Alors que la Belgique a remis le 8 juin un masque traditionnel à la République Démocratique du Congo, acheté pendant l’époque coloniale, des utilisateurs affirment que ce masque est un faux. À l’appui, ils publient une photo d’archives censée montrer le véritable masque. En réalité, il s’agit de deux masques différents, comme l’explique le conservateur du musée responsable du prêt.
La vérification en bref :
- Des utilisateurs affirment que le masque n’est qu’une copie. Pour preuve, ils partagent une photo d’archive en noir et blanc montrant un masque “Kakuungu”, qui ne ressemble pas à celui rendu par la Belgique le 8 juin.
- Ces deux photos montrent en réalité deux masques différents, comme l’explique le conservateur du musée Royal de l’Afrique Centrale, le propriétaire du masque traditionnel.
La vérification en détail :
Un “Kakuungu”, un masque congolais rare utilisé lors de rites initiatiques ou de cérémonies de guérison, a été prêté “pour une durée illimitée” par la Belgique à la République démocratique du Congo, lors d’une visite officielle de la famille royale belge le 8 juin dernier.
Depuis, une image en noir et blanc circule, présentée comme une photo de l’objet datant de 1939. Mais le masque de cette photo et celui donné par la Belgique sont différents. Celui qui est désormais visible à Kinshasa a de plus grosses joues, des cheveux plus épais, des yeux plus enfoncés, que celui apparaissant sur la photo d’archive. Pour certains, cela signifie que la Belgique n’a prêté qu’une mauvaise copie du masque Kakuungu et a voulu duper les Congolais.
La photo a été partagée sur Facebook comme ici et ici le 13 juin, et ici le 14 juin, ou sur Twitter, comme ici, le 13 juin. Une vidéo partageant l’intox a également été publiée sur YouTube le 16 juin.
Deux masques congolais “Kakuungu” différents
Contacté par notre rédaction, Julien Volper, conservateur en charge des collections ethnographiques au musée Royal de l’Afrique Centrale (MRAC) à Tervuren, en Belgique, l’établissement responsable du prêt, affirme que le masque Kakuungu prêté est authentique. La photo en noir et blanc en montre un différent, qui n’existe pas dans les collections européennes.
“Le masque envoyé en prêt relève des collections du MRAC et a comme numéro EO.1953.74.4158. Il avait été collecté par l’un de mes prédécesseurs, le docteur Albert Maesen, en 1954, dans le village de Pungu Luala [en RDC]. Le masque avait été sculpté par un dénommé Nkoy.
Le masque qui figure sur le cliché [en noir et blanc] est enregistré sous le numéro EP.0.0.14597 dans les collections d’archives photographiques du musée […]. Il n’a jamais fait partie des collections du MRAC…et je ne l’ai jamais vu dans une autre collection muséale ou privée. Il est fortement plausible qu’il n’ait jamais été collecté.
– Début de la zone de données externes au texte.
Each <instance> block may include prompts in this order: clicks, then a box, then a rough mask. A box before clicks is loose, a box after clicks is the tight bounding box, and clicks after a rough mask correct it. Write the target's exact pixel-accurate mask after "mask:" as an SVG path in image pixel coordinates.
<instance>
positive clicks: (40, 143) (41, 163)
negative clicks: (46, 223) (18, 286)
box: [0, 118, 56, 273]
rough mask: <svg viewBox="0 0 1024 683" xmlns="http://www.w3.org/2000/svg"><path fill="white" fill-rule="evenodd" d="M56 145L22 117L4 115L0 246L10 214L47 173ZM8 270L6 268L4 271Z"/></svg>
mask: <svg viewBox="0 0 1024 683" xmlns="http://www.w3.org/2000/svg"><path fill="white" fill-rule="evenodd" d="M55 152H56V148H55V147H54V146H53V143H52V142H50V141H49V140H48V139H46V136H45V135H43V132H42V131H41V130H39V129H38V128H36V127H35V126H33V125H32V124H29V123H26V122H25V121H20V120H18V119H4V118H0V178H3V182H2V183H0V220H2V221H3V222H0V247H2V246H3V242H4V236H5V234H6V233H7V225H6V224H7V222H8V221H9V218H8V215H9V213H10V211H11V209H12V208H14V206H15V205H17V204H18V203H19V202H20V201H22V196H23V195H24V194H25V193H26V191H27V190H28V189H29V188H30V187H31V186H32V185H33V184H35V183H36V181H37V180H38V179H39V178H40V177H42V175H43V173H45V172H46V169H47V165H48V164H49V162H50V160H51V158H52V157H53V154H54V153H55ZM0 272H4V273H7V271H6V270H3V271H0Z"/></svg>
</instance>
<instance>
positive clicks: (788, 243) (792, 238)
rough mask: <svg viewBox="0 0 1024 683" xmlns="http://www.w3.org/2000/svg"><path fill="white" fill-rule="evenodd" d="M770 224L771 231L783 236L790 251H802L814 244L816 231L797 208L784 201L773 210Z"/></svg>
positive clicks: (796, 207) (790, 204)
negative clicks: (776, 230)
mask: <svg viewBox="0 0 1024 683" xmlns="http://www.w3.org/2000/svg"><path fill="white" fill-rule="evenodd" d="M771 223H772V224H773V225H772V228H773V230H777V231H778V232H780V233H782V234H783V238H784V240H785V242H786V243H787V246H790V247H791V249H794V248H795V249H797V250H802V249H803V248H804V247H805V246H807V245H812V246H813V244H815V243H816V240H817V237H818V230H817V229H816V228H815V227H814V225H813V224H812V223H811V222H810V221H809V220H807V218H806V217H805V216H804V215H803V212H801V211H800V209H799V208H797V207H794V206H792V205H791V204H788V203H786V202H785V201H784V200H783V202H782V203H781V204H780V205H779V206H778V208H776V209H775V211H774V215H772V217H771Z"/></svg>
Si l’iconographie de ces masques kakuungu/kazeba (kazeba est considérée comme la “femme” de kakuungu) est relativement semblable d’un exemplaire à l’autre, les styles en revanche sont différents et expriment l’individualité créative des sculpteurs.
Dire que ce masque est un faux, sous prétexte qu’il ne ressemble pas à celui de la photo, revient à partir du postulat qu’il n’existe qu’un seul masque kakuungu (celui de la photo). Or, le corpus de kakuungu / kazeba comporte plusieurs dizaines d’exemplaires en collections publiques ou privées”.
Le musée a envoyé à notre rédaction une reproduction de la photo d’archive. Le nom du photographe et la date de la photographie sont inconnus.
En 2021, la Belgique avait annoncé son intention de rendre “aliénables” les biens hérités de son passé colonial, c’est-à-dire de les transférer dans le domaine privé, afin de les restituer à la RD Congo. En février 2022, les autorités belges ont donné l’inventaire de ce patrimoine à son ex-colonie, afin que le pays puisse procéder, à partir de ces données, à des demandes de restitution. Plusieurs dizaines de milliers d’objets seraient concernés.
La Belgique a contrôlé la République démocratique du Congo du XIXe siècle jusqu’à ce que le pays obtienne son indépendance en 1960. Environ 10 millions d’Africains sont morts sous le règne du roi Léopold II dans des violences coloniales et des maladies.